I would think about reconsidering those fader caps and use something more like you see on mixer consoles as they are designed to nestle the finger tips and provide some grip so you can move them up and down with ease with a single finger (instead of needing to pinch the fader cap).


----------



## muk (Mar 26, 2022)

Concur with ALittleNightMusic about the fader caps.
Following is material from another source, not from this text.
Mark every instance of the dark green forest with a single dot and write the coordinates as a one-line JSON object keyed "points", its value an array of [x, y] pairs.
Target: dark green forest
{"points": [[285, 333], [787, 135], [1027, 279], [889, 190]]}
Storing three configurations per fader might seem like a great idea. But I have some concerns about it really being practical. In my opinion it would be preferable to be able to switch the assigned channel easily and quickly. And that means seeing which channel is assigned to the faders. Make that assigning a channel as quick as toggling between three stored states, and it would be the more flexible solution. Toggling might be useful, but it makes assigning a fader more complicated. And you have to remember on which of the three faders you stored a certain cc channel. Easier to quickly assign it to one in a second.

Another thing to consider is resolution. If possible please choose a high enough resolution to be able to draw smooth curves, even on quick movements.

Just some input from my side. Your idea looks great @gohrev.


----------



## gohrev (Mar 26, 2022)

ALittleNightMusic said:


> I would think about reconsidering those fader caps and use something more like you see on mixer consoles as they are designed to nestle the finger tips and provide some grip so you can move them up and down with ease with a single finger (instead of needing to pinch the fader cap).


Oh yes, we will be using this one made out of metal:






Once we get to the actual product design stage, we will be able to show a rendering from various angles, so you can see what it will _really_ look like — with proper fader caps and all


----------



## gohrev (Mar 26, 2022)

muk said:


> Storing three configurations per fader might seem like a great idea. But I have some concerns about it really being practical. In my opinion it would be preferable to be able to switch the assigned channel easily and quickly. And that means seeing which channel is assigned to the faders. Make that assigning a channel as quick as toggling between three stored states, and it would be the more flexible solution. Toggling might be useful, but it makes assigning a fader more complicated. And you have to remember on which of the three faders you stored a certain cc channel. Easier to quickly assign it to one in a second.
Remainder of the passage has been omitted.